Aetna and CIGNA have been named in a lawsuit filed by the American Medical Association (AMA) over health insurance reimbursement payments. According to the AMA, the lawsuit charges that Aetna and CIGNA used a flawed database to pay physicians artificially low rates for out-of-network care.
The database in question is operated by Ingenix Corp., a wholly-owned subsidiary of UnitedHealth Group. The database used “usual and customary” rates to calculate reimbursements for out-of-network care. The AMA lawsuit seeks damages for physicians from each company commensurate with what doctors would have been paid if the out-of-network pay rates had been calculated accurately. Damages are also being sought for patients who overpaid, the AMA said.
The lawsuit alleges that both Aetna and Cigna intentionally shortchanged reimbursements. It also charges that Aetna, the most active contributor of charge data that Ingenix used in its database, eliminated some higher charges before submitting its information to Ingenix. This skewed the charges lower in the first of several steps to artificially drive down usual, customary and reasonable rates. As a result, the reimbursements calculated were lower than what they should have been, the lawsuit said.
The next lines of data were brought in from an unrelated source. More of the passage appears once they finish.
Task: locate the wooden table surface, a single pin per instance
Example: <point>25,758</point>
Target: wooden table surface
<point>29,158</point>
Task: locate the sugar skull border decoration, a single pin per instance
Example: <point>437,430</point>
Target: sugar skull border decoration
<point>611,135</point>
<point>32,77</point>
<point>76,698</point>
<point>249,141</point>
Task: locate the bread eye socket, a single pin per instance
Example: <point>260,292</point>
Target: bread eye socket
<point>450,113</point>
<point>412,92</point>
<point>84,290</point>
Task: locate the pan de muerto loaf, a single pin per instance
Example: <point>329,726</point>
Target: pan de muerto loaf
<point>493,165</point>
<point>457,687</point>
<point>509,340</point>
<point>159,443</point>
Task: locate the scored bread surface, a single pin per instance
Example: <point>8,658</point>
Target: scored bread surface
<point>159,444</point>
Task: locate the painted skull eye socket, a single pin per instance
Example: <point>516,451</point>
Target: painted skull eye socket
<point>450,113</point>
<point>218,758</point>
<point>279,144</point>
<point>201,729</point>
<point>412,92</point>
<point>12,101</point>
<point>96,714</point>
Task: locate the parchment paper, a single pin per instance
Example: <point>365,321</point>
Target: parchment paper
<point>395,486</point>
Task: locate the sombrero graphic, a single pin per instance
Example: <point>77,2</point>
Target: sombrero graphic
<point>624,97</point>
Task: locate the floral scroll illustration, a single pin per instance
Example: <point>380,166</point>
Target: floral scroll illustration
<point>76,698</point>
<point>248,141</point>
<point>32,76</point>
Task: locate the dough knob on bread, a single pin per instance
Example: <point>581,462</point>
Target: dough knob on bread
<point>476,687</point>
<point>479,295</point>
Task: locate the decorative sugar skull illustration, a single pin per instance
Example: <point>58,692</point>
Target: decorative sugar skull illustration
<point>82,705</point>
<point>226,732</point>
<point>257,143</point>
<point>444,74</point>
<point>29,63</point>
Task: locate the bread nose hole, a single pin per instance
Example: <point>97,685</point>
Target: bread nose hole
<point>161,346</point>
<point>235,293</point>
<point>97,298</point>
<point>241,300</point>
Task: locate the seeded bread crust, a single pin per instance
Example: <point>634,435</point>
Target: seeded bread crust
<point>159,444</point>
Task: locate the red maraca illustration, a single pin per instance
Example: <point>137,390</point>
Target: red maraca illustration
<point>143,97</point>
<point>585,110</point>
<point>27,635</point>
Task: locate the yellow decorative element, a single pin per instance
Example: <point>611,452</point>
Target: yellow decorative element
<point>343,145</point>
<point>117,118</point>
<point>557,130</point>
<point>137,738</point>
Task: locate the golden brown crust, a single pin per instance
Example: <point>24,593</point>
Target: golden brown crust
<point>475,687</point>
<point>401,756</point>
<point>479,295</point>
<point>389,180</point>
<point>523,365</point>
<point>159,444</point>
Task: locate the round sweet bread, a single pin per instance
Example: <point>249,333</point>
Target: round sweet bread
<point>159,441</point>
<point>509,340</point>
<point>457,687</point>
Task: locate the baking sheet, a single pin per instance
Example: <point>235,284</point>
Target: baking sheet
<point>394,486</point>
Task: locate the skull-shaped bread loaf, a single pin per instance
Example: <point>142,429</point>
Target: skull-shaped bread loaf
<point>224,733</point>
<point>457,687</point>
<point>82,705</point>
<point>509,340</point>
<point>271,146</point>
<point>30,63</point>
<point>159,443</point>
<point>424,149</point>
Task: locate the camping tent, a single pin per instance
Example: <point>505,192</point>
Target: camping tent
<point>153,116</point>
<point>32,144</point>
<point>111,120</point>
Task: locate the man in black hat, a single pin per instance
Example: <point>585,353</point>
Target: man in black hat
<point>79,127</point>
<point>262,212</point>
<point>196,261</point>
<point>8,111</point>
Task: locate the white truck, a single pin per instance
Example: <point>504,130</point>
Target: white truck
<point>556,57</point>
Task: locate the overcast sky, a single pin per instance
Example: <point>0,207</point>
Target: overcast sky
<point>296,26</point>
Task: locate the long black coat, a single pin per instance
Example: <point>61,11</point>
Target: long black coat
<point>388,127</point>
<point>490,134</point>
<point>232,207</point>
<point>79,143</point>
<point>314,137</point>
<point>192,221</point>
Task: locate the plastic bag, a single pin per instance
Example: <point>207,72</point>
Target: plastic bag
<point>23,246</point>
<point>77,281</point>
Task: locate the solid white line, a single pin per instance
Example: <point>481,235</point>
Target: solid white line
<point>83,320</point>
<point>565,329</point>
The Ingenix database has already been the subject of an investigation by the New York State Attorney General. UnitedHealth, Aetna, Cigna and several other insurers have agreed to stop using the Ingenix database and contribute millions of dollars to set up a new database that will be run by an independent, nonprofit corporation. But while UnitedHealth has agreed to compensate doctors and patients for its low-ball reimbursements, neither Aetna nor Cigna have agreed to do so.
AMA President Nancy H. Nielsen, MD, PhD, an internist from Buffalo, N.Y., said that in addition to abandoning the Ingenix database, Aetna and Cigna must pay physicians and patients what they should have in the first place.
“We are willing to turn the page, but they need to make whole the physicians and patients who should have been paid fairly.”